18 November 2017   |  Last Updated 18-12-2014 06:18

      Thursday 18, December 2014

      Lunar Mission One reaches funding goal

      I am the moon
      Lunar Mission One, a project to send the UK’s first lunar probe to an unexplored region of the moon, has successfully met its funding target on Kickstarter.

      In a message to backers, the mission team wrote: “It’s been an amazing campaign and we are so grateful to all of you for your support, encouragement and your pledges!”

      “This is a lunar mission for everyone, so we will be looking for as much public engagement and participation as possible over the next 10 years. Please keep talking here – and keep spreading the word.”

      “We are at the beginning of an amazing adventure. Don’t just watch space exploration, be a part of it!”

      The success was met with congratulations from the scientific community, including Stephen Hawking.

      He said: "“Congratulations to Lunar Mission One and all its backers. Today they have achieved what are the first steps towards a lasting legacy for space exploration. Lunar Mission One is bringing space exploration to the people, and I have no doubt that young people and adults alike will be inspired by the ambition and passion of all those involved in the project. As a truly scientific endeavour, I wish it nothing but success over the coming years.”

      capsules on the lander

      The project reached its target of £600,000 36 hours before the deadline. Pledges kept coming in until £672,447 was received by the end. Depending on how much they pledged, backers received rewards such as sending strands of hair with the spacecraft and having their names inscribed on the lander.

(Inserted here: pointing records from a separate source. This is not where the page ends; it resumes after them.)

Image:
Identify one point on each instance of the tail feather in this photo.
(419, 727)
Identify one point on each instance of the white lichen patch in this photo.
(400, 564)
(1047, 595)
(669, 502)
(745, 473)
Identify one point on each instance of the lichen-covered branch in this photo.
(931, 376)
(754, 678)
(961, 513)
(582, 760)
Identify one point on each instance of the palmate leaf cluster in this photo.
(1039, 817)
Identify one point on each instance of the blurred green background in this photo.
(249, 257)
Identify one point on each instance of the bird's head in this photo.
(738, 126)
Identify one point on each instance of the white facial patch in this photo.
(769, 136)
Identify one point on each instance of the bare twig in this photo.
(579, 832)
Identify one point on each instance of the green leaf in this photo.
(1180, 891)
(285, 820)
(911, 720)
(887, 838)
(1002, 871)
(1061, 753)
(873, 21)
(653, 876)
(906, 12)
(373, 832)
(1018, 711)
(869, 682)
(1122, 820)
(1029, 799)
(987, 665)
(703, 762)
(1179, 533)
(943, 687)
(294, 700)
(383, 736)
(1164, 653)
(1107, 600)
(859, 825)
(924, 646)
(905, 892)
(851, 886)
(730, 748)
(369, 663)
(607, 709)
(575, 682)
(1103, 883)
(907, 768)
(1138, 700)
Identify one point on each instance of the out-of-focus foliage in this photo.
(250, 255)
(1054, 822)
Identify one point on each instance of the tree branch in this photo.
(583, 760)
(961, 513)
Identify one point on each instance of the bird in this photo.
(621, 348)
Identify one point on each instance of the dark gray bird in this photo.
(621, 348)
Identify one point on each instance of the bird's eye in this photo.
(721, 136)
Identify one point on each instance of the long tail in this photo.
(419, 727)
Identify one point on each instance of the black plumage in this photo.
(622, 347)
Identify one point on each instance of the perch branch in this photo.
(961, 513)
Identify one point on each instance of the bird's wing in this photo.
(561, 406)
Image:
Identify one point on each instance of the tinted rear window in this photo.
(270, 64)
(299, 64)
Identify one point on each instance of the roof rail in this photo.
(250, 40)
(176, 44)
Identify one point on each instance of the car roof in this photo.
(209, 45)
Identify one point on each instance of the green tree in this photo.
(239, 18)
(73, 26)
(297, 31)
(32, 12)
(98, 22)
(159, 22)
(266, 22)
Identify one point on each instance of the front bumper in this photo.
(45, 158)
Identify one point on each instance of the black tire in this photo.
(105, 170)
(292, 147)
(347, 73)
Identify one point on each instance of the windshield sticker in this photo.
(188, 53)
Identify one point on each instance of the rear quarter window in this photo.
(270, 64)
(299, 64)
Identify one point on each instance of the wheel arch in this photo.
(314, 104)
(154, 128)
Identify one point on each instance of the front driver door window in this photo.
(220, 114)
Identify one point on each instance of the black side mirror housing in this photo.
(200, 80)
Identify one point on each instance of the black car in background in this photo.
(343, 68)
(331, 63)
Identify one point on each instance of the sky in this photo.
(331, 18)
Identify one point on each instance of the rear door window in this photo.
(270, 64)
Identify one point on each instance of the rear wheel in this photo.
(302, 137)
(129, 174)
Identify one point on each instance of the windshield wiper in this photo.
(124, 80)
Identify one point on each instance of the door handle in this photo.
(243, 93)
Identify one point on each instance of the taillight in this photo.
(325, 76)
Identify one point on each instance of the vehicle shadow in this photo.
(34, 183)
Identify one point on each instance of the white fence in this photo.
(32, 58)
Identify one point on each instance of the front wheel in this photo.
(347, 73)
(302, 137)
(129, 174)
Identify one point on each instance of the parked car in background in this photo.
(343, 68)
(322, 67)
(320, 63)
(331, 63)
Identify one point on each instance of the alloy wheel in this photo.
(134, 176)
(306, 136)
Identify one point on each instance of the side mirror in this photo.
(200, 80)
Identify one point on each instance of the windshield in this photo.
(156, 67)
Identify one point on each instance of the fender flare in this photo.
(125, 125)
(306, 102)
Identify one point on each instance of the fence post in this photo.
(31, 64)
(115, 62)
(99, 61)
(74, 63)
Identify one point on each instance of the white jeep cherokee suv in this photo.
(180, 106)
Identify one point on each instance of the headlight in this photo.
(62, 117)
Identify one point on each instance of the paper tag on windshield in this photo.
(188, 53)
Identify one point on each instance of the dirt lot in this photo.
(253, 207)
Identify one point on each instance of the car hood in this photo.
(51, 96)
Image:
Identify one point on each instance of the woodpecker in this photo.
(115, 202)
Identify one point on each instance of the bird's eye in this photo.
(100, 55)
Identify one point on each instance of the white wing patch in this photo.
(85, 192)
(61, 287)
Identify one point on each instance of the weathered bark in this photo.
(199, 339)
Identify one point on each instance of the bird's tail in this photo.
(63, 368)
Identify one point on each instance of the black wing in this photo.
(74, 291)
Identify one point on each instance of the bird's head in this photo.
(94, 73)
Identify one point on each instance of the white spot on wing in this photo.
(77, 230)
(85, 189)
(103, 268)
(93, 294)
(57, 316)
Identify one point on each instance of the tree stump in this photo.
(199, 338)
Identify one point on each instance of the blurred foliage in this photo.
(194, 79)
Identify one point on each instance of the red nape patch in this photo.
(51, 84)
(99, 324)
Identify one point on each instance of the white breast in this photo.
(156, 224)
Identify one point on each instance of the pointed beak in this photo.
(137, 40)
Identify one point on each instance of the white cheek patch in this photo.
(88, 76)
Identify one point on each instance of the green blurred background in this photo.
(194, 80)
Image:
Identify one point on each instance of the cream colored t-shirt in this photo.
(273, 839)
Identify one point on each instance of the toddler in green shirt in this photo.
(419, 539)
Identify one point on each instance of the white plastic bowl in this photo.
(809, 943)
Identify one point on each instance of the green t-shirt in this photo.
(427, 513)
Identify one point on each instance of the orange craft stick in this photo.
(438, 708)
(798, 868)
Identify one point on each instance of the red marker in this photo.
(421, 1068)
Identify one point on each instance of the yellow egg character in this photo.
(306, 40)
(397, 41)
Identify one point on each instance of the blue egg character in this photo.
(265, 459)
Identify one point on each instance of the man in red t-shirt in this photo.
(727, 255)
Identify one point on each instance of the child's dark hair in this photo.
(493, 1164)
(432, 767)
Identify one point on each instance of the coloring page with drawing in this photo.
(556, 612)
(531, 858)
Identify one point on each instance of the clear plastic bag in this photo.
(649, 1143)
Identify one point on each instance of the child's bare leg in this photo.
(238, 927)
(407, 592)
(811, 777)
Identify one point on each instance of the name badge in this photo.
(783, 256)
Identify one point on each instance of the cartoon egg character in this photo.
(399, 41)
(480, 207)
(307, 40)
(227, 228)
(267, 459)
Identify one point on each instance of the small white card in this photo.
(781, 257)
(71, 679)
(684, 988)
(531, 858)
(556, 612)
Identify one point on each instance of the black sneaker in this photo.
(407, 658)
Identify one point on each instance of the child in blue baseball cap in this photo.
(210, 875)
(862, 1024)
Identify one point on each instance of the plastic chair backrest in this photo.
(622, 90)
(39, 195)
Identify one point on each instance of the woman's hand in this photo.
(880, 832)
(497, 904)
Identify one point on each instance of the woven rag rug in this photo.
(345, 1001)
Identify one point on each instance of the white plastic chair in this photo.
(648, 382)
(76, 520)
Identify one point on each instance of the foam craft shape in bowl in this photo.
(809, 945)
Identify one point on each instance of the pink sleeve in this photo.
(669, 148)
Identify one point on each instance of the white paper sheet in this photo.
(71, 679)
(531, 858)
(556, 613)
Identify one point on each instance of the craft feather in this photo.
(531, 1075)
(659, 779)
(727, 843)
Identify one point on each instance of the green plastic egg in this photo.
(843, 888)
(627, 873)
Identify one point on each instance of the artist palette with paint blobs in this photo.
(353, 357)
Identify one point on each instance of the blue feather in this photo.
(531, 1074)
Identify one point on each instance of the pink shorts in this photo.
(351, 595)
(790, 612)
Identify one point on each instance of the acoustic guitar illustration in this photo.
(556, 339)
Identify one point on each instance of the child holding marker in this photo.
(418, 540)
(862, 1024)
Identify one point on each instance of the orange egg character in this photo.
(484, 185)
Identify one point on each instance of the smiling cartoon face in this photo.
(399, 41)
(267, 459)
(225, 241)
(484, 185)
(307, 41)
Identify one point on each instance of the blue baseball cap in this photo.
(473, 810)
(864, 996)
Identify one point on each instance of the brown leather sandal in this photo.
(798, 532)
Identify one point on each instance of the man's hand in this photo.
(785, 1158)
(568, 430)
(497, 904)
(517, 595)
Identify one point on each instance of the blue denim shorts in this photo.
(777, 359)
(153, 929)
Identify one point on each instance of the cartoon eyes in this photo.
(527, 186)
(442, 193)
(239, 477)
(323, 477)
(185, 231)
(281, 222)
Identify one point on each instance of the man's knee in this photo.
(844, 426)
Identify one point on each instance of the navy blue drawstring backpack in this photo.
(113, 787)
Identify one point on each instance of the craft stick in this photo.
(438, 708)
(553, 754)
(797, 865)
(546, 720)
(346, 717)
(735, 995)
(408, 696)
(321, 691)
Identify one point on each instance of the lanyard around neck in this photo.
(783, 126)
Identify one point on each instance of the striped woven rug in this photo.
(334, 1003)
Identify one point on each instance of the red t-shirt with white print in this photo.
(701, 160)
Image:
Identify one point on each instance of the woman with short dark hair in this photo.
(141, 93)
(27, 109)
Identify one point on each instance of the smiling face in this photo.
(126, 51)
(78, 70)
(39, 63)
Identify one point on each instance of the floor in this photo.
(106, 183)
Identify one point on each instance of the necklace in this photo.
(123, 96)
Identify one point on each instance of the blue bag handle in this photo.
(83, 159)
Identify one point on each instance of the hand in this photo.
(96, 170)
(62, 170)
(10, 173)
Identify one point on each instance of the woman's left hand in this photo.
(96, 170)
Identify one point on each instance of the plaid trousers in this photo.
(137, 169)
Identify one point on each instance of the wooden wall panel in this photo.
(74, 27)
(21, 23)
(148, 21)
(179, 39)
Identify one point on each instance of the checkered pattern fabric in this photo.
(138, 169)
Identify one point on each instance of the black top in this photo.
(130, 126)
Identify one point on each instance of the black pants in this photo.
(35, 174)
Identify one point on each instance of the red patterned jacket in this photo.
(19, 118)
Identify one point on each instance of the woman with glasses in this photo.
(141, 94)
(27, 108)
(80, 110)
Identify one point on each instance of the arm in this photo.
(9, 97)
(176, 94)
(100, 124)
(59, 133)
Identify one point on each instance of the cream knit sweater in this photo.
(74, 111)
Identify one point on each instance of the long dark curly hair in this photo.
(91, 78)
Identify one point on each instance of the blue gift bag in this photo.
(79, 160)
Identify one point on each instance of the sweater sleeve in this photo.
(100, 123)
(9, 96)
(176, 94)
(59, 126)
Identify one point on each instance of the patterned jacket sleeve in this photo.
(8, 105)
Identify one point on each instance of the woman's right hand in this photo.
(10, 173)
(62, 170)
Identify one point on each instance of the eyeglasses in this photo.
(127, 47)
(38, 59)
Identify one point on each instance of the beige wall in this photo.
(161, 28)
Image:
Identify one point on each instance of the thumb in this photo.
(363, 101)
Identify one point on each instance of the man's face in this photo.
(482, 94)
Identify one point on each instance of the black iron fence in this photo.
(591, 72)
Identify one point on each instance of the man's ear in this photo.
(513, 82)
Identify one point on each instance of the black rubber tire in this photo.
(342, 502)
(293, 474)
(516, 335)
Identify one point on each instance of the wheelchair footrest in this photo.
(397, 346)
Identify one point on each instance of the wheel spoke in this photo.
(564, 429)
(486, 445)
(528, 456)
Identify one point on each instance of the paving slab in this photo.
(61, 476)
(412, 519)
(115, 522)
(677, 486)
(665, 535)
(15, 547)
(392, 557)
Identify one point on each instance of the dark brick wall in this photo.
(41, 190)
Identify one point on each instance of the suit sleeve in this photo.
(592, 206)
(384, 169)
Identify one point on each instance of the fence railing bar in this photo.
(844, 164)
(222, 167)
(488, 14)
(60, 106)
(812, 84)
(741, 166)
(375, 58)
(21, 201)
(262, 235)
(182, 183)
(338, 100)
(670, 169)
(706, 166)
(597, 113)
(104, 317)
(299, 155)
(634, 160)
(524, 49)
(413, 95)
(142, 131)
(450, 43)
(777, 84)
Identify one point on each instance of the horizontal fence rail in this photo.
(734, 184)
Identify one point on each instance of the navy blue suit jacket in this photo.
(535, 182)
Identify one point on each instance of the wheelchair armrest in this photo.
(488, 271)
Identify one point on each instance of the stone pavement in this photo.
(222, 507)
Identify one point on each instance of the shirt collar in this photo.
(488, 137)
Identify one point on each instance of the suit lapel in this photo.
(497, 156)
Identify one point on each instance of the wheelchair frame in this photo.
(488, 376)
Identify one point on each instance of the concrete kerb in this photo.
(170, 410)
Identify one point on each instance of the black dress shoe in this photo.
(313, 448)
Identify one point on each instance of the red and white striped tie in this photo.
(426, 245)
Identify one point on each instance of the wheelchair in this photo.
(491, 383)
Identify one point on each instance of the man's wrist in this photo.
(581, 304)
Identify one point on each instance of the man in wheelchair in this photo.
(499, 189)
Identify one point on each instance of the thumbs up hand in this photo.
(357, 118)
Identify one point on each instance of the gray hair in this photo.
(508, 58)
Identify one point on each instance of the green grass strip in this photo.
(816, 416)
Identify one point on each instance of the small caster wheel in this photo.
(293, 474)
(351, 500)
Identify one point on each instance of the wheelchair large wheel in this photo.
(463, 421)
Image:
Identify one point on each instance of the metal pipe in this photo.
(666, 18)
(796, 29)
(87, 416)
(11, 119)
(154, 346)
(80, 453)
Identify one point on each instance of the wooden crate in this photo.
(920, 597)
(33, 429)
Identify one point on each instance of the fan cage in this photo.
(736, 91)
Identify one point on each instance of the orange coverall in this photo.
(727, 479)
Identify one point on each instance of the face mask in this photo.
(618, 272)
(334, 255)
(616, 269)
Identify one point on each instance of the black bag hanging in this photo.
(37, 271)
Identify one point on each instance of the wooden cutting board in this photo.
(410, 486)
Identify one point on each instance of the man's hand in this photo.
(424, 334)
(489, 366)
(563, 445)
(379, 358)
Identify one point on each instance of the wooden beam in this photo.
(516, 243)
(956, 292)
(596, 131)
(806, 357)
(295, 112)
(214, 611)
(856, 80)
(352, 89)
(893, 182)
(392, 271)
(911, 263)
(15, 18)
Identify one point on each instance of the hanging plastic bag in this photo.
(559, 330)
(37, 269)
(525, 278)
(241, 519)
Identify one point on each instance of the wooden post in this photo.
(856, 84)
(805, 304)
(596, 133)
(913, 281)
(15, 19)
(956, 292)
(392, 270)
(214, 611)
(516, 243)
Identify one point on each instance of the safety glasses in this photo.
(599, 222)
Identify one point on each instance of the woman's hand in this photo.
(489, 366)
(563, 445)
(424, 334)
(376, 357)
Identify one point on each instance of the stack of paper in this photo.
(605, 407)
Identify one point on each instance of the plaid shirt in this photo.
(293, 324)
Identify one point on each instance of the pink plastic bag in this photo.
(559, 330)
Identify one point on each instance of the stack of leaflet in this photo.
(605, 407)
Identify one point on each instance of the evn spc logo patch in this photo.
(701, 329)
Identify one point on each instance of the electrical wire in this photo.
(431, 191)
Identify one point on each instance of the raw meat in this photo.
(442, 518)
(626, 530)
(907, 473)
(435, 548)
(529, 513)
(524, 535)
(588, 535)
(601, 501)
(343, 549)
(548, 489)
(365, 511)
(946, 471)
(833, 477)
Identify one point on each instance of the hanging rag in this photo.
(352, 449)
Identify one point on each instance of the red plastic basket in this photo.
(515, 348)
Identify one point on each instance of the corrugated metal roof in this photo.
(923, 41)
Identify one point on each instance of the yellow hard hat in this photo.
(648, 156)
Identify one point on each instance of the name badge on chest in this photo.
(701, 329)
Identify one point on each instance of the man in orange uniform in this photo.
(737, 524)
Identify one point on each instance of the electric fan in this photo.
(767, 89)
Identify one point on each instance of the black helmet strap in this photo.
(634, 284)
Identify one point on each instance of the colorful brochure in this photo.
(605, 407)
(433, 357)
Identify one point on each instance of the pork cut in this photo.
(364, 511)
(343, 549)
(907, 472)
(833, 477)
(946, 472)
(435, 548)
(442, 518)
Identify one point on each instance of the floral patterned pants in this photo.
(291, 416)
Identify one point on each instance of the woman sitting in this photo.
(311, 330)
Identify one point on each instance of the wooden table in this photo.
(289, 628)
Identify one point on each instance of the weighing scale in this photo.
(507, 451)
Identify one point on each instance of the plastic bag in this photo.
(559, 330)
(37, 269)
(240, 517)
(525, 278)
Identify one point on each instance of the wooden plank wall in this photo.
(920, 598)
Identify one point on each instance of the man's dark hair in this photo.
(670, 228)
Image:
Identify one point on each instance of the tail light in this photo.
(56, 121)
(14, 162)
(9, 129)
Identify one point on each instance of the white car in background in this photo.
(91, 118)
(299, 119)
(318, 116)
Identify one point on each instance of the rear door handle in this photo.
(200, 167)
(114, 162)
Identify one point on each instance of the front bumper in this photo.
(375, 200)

      Last week we spoke to Dr. Katherine Joy, Senior Research Fellow at Manchester University and member of Lunar Mission One’s science team. We caught up with her now that the mission has been successfully funded:

      First of all, how are you feeling now that LM1 has been funded? 

       

      "It’s exciting that so many people from around the world are excited and want to be a part of the mission. It is just the first step on a long road to getting the mission planned properly, built and then hopefully successfully launched and landed.

       

      This first money raising exercise is just going to be one of many more over the next few years to make this project a reality so people hopefully can stay excited and wanting to help out more along the way."

       

      What's the immediate next step for you and the team, after celebrating? 

      "I believe now that the next step is for what is known as a mission ‘Phase A’ study. This is where different mission architectures are reviewed (for example, how big should a spacecraft be, what type of launch vehicle could be used, how much power will be needed, what challenges are there for technology development etc.), budgets planned and a science definition team assembled to help connect what is technological possible with realistic scientific objectives.

       

      This is where our science team expertise will be able to help guide what questions should be addressed by sending a mission to a polar region. We can hopefully identify a good range of experiment packages to answer these questions. This initial stage will then present ideas to be taken forward for more fund raising and industrial studies to start the mission build."

      close up of the lander

       

      The project did get funded but it was quite tense in the hours near the deadline - what would have happened for the people involved if the project wasn't funded? 

       

      "Probably felt immense frustration that the opportunity had slipped by! But we would all have kept plugging away to convince people that there is a great deal of exciting science to do on the Moon and on other planetary bodies as well. We are always on the lookout for opportunities to get to the Moon to land our experiments so hopefully we would have kept writing applications and negotiating with space agency bodies to find a way to explore our nearest neighbour."  

       

      Do you think crowd funding could be the future of space exploration?

      "I don’t really know. It is all rather at an experimental stage. There are several other crowd sourcing space mission or robotic experiments being advertised at the moment. I think it is going to be interesting to see how these ideas progress and how many are ultimately successful. I think that commercially driven spaceflight in collaboration with national/international space agency efforts is a promising way to go to provide access to space for practical (i.e., mining) applications."